Сразу за мостом, на Московской, он попросил водителя остановить и еще не успел закрыть за собой дверь, как к нему, словно она только его и ждала, кинулась цыганка.
– Мужчина! Парень!..
– Можешь не трудиться. Денег всё равно не дам, – осматриваясь, строго предупредил Тягин.
– Слушай, я тебе просто сказать хочу. Тебе пригодится, увидишь. У тебя сейчас очень тяжелая положения, – деловито начала цыганка.
– Так, гражданка, в чём дело? – вмешался подошедший постовой. – Почему пристаёте к прохожим? А ну, кыш!
– Не хочешь, как хочешь, – сказала цыганка Тягину и присоединилась к шумной ватаге товарок у дверей магазина.
Чувствуя лёгкую досаду от того, что цыганка не успела сказать больше, Тягин поблагодарил избавителя коротким кивком.

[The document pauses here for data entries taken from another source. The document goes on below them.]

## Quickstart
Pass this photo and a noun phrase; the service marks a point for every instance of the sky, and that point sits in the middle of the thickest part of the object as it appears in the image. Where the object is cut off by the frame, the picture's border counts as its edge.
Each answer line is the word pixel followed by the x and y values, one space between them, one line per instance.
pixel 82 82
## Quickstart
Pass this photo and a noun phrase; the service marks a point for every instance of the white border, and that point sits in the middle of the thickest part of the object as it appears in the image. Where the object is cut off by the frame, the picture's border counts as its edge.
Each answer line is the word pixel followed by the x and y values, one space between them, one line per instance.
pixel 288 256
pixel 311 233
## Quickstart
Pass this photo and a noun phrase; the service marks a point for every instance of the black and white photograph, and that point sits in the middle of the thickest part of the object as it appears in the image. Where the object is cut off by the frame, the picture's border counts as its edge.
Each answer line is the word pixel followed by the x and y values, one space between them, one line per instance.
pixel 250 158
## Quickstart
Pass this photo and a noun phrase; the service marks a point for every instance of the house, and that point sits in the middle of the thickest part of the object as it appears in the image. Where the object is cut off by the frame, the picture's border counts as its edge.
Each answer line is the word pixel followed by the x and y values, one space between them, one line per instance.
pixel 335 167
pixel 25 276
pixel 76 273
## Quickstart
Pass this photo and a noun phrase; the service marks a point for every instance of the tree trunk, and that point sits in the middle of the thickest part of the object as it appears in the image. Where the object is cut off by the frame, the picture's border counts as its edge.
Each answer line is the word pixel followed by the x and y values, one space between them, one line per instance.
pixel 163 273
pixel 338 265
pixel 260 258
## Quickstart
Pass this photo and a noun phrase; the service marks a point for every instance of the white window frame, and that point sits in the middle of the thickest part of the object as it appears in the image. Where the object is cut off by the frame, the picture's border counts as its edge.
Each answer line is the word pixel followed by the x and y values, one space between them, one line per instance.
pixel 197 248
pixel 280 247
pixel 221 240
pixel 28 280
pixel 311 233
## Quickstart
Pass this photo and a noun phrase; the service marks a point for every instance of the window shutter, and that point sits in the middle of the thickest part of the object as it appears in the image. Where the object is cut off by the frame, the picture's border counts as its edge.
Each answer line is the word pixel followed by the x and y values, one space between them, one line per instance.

Он почему-то думал, что дом Хвёдора стоит в двух шагах от моста, за ближайшим углом, а оказалось, что от моста еще надо было идти и идти. К нужному двору в раскисшем от края до края переулке вышел в перепачканной обуви, с мокрыми ногами. В своей московской жизни Тягин как-то совсем отвык от таких пейзажей. Всё вроде бы хорошо знакомое, но, однако же, какая ужасающе грязная дыра! К тому же Хвёдора он не застал. Глупое минутное облегчение сменилось злым раздражением: придется переться сюда еще раз.
Домой Тягин вернулся усталым и замерзшим. Переодевшись, выпив чаю, взял тверязовскую рукопись и залез под одеяло. Плотные, желтоватые, чуть ворсистые листы (где он бумагу-то такую древнюю взял?), машинописный текст. И конечно первый экземпляр, он же, скорее всего, единственный. Саша Тверязов. Этим всё сказано.
Как там, он говорил, называется? Хроники? Ладно, хроники так хроники, разберемся.
Отвел первую, всю в росчерках страницу.